Since there is such a wide range of presentations and since each patient provides a unique set of circumstances, prognoses vary greatly, but overall, morbidity and mortality rates are extremely high. According to the emedicine article, the overall mortality of a simple subdural hematoma (without brain injury) is about 20%; the overall mortality rate for a complicated subdural hematoma (brain injury present) is about 50%! Even with successful evacuation, a patient runs the risk of recurrent bleeding, infection, chronic seizure disorder and permanent neurologic functional loss (depending on location).

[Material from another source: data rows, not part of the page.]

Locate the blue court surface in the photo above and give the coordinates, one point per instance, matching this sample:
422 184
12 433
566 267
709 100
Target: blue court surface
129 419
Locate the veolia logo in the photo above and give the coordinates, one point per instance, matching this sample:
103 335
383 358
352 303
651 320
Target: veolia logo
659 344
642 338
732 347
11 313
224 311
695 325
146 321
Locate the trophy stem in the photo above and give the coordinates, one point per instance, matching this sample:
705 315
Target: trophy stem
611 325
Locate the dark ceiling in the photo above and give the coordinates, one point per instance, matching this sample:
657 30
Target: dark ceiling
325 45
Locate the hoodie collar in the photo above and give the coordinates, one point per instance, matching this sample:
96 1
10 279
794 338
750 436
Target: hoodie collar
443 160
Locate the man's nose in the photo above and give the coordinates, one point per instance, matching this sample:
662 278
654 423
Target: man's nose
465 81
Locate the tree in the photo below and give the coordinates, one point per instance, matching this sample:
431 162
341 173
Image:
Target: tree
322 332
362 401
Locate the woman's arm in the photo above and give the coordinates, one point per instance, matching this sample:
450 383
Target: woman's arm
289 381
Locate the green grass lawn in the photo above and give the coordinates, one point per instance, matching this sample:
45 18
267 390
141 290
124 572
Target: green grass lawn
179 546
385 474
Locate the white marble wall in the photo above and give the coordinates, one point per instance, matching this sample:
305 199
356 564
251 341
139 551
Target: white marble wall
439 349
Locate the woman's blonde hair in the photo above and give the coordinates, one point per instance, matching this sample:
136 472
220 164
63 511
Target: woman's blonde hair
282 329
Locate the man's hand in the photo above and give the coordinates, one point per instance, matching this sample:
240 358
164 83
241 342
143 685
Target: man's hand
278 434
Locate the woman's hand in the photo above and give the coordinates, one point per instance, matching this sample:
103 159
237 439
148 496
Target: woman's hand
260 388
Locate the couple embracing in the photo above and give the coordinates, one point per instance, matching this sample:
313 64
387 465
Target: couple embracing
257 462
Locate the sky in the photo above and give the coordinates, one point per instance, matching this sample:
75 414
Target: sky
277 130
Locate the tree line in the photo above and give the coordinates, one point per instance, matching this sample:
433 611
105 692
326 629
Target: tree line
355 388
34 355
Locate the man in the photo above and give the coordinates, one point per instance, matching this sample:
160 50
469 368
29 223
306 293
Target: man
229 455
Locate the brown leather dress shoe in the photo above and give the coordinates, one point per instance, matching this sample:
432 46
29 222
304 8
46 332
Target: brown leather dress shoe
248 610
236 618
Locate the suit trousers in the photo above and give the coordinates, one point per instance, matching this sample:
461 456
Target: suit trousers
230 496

If you are caring for an elderly person, do everything possible to prevent falls!
Monitor anticoagulant levels diligently. Be aware of potential interactions with specific foods and “new” medications.
If a fall occurs, seek evaluation as soon as possible; earlier interventions generally have better outcomes.
If evaluated and discharged, continue to observe the patient for changes in behavior, cognition and function for up to 1 week after the initial injury; seek treatment emergently if any changes are observed.
Avoid alcohol and narcotics which can both aggravate a potential condition and mask its presentation.